Alcohol

Alcohol is a drink made from the fermentation of grains (beer), vegetables (vodka) and fruits (wine) [34323]. The ingredient of ethanol (ethyl alcohol) contained in alcohol is the active ingredient that causes people to feel drunk when alcohol is consumed [34322]. Alcohol acts as a depressant on the central nervous system, slowing down the messages between the brain and the body [23503].

What are the harms to health from alcohol use?

In small amounts, drinking alcohol can make a person feel relaxed and sociable [34322]. Larger amounts of alcohol affect muscle control, balance and decision making. People drinking large amounts of alcohol are more likely to have accidents or falls, get into fights or do things they regret [23503].

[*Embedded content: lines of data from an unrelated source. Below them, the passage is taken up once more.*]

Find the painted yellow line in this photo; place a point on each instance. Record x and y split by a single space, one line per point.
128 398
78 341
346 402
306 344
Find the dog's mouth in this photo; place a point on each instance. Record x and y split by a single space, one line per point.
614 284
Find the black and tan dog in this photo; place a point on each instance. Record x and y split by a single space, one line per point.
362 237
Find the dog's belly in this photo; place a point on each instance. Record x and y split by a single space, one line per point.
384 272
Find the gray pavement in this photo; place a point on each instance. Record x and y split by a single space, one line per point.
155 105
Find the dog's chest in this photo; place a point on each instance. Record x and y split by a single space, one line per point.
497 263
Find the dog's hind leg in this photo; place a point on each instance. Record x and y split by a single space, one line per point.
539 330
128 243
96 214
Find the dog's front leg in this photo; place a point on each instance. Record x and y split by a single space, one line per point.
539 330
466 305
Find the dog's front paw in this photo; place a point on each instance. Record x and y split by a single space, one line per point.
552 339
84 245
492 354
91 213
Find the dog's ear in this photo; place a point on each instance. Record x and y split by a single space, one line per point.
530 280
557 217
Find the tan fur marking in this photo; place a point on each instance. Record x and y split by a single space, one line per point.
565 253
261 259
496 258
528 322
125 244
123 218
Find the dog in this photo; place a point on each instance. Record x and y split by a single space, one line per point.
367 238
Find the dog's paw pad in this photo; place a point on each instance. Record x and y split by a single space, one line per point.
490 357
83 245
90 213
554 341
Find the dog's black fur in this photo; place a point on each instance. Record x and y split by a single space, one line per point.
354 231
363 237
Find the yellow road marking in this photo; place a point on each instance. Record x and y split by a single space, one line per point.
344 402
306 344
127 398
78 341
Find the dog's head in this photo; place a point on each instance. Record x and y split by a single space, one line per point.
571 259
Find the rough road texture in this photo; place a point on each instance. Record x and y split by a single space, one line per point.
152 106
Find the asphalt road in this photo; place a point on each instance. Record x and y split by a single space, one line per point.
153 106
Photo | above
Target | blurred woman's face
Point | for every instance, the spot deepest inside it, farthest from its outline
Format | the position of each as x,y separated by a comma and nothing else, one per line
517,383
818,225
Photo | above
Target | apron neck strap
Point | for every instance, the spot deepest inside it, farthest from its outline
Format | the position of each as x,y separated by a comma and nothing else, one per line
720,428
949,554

Over time, regular alcohol use contributes to the risk of serious health problems such as:

  • cancer of the mouth, throat and oesophagus
  • cardiovascular disease (stroke and heart failure)
  • liver disease (such as cirrhosis)
  • cognitive decline and dementia
  • mental health conditions such as anxiety and depression
  • increased problems with diabetes [34321][34320].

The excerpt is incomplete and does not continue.